27.10.14

Não se sabe quantas vítimas há de tráfico para mendicidade

in Notícias ao Minuto

Em Portugal existem vítimas do tráfico de pessoas para a mendicidade, mas desconhece-se a dimensão do fenómeno, conclui um relatório da Rede Europeia Anti-Pobreza, que alerta para a falta de respostas para estas pessoas, principalmente no caso das crianças.

O trabalho da Rede Europeia Anti-Pobreza Portugal (EAPN) insere-se num projeto promovido por uma organização não-governamental (ONG) italiana, financiado pela Comissão Europeia, e que envolveu, para além de Portugal, Itália, Bulgária e Roménia.

Em declarações à agência Lusa, o presidente da EAPN para a Europa explicou que este trabalho parte de um primeiro diagnóstico feito em Itália, onde o problema tem contornos preocupantes e onde se quis fazer o ponto da situação para perceber o percurso de quem se dedica à mendicidade.

A cada país envolvido no estudo coube escolher uma zona do território para fazer o seu trabalho de campo, tendo em Portugal a escolha recaído sobre a cidade do Porto, segundo Sérgio Aires porque nesta cidade o fenómeno do tráfico para a mendicidade é ainda menos conhecido do que na capital, Lisboa.

Do trabalho de campo feito durante cerca de dois meses, com entrevistas a cerca de 40 pessoas, saiu a certeza de que existem em Portugal vítimas de tráfico para a mendicidade forçada, no entanto, não foi possível perceber se se está perante um fenómeno com uma dimensão de alarme ou se é residual.

"Não tenho nenhuma dúvida que existe tráfico para via da mendicidade forçada em Portugal, ninguém pode é apresentar uma perspetiva sobre a sua dimensão, mas como eu digo muitas vezes, a partir do momento em que há uma criança traficada para a mendicidade e havendo situações muito perigosas e lamentáveis em termos de dignidade humana, já temos um problema", defendeu o responsável.

Sérgio Aires não tem dúvidas de que as pessoas que estão na mendicidade não vieram para Portugal pedir esmola porque quiseram, mas sublinha que, mesmo que assim fosse, existe a obrigação de fazer tudo para que eles façam outra coisa na vida.

Nesse sentido, alertou que existem poucas respostas adaptadas que possam constituir uma alternativa a quem está na mendicidade, nomeadamente em relação à mendicidade infantil.

"Se alguma daquelas crianças ou jovens quiser delatar a situação e quiser ser protegida, existem centros de proteção, mas estão vinculados a outro tipo de problema (...).
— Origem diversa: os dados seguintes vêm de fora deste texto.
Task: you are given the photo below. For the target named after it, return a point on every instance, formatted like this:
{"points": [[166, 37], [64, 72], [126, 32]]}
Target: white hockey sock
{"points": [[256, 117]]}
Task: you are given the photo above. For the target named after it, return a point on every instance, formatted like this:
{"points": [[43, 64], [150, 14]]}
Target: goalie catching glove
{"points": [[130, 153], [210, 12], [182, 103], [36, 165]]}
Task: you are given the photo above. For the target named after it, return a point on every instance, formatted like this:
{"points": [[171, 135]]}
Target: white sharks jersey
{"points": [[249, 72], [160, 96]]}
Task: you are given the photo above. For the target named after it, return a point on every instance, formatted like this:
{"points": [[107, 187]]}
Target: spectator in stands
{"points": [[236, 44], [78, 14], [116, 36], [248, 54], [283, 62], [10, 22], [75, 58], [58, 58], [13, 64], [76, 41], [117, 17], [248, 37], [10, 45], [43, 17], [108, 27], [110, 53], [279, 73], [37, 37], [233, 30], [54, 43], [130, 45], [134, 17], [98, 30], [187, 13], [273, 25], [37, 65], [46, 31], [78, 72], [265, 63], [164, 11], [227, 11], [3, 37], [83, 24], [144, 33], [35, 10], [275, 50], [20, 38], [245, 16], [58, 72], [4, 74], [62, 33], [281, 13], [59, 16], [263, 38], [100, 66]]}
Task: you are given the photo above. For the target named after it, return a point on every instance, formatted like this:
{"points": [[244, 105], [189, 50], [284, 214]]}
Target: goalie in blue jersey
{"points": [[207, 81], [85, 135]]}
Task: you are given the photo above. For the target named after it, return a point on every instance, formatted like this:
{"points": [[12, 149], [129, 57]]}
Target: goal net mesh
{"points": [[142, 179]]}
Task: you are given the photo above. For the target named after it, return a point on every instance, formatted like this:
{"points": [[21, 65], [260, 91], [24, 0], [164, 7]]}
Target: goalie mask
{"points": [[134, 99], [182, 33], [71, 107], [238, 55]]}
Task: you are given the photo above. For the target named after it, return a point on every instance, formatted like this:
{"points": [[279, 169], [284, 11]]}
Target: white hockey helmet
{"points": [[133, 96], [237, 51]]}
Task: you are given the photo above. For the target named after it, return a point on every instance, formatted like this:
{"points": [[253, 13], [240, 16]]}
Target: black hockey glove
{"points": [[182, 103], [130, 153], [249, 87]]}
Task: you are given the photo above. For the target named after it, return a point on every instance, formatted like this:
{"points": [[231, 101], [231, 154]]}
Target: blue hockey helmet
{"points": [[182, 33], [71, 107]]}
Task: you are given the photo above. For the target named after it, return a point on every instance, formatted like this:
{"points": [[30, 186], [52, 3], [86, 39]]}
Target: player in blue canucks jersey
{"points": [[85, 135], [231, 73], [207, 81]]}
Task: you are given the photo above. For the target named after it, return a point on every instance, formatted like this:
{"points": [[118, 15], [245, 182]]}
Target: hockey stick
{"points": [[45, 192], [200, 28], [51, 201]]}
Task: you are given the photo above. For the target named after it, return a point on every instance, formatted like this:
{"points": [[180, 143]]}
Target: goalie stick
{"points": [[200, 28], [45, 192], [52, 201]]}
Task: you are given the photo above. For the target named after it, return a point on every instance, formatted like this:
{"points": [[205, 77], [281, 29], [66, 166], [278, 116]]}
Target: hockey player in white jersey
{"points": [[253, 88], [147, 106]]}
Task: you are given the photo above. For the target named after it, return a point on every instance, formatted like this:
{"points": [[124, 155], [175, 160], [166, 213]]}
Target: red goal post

Por isso, às vezes os espaços para onde seria possível mandar as pessoas não estão muito adaptados e as respostas também não", denunciou.

De acordo com Sérgio Aires, existem tanto nacionais como estrangeiros a pedir esmola, adiantando que, aparentemente, tem havido uma diminuição da mendicidade das pessoas dos países de leste, como a Bulgária ou a Roménia.

Sublinhou que é "muito difícil" fazer a distinção entre as pessoas que praticam mendicidade por vontade própria e as que foram traficadas e alertou que este é um fenómeno que vive da vulnerabilidade dos mais fracos e que, por isso, anda de mãos dadas com a pobreza e a exclusão social.

Do trabalho feito, Sérgio Aires disse não ter encontrado nenhum caso de um português na mendicidade onde houvesse suspeitas de tráfico, mas disse ter ficado a conhecer histórias variadas, desde pessoas que já estão na rua há 40 anos até à pessoa que acabou de chegar e nunca pensou encontrar-se naquela situação.

"Espero que esta investigação sirva para, pelo menos, construir protótipos de intervenção social um bocadinho diferentes e baseado num trabalho em rede entre os diferentes organismos", apontou o responsável.

Estas e outras conclusões são apresentadas hoje num seminário na cidade do Porto.